Using ToQueryString to get generated SQL

The EF team has been publishing weekly status updates since the middle of last year. Recently I have started including brief introductions for newly implemented enhancements. I'm going to experiment with blogging these brief intros to help make them more visible.
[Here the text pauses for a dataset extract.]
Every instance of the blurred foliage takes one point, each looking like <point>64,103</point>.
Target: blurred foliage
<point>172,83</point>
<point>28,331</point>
ToQueryString: A simple way to get generated SQL

EF Core 5.0 introduces the ToQueryString extension method which will return the SQL generated by EF Core when executing a LINQ query. For example, the code:

var city = "London";
var query = context.Customers.Where(c => c.City == city);


results in this output when using the SQL Server database provider:

DECLARE @__city_0 nvarchar(4000) = N'London';

SELECT [c].[Id], [c].[City], [c].[CompanyName], [c].[Email], [c].[Fax], [c].[Name], [c].[Phone]
FROM [Customers] AS [c]
WHERE [c].[City] = @__city_0

The SQL can be executed!

Notice that declarations for parameters of the correct type are also included in the output. This allows copy/pasting to SQL Server Management Studio, or similar tools, such that the query can be executed for debugging/analysis.

Execute SQL in SSMS

The SQL is database-specific

Other database providers can generate parameter declarations suitable for their ecosystems. For example, the SQLite provider generates output suitable for the SQLite CLI tool:

.param set @__city_0 'London'

SELECT "c"."Id", "c"."City", "c"."CompanyName", "c"."Email", "c"."Fax", "c"."Name", "c"."Phone"
FROM "Customers" AS "c"
WHERE "c"."City" = @__city_0

The SQL is visible in the debugger

EF Core 5 also introduces a "debug view" to easily see the generated SQL and associated expression tree in your debugger of choice. Just drill down into the EF query object and expand DebugView.

SQL in the debugger

This page is up-to-date as of January 12th, 2020. Some things change. Some things stay the same. Use your noggin.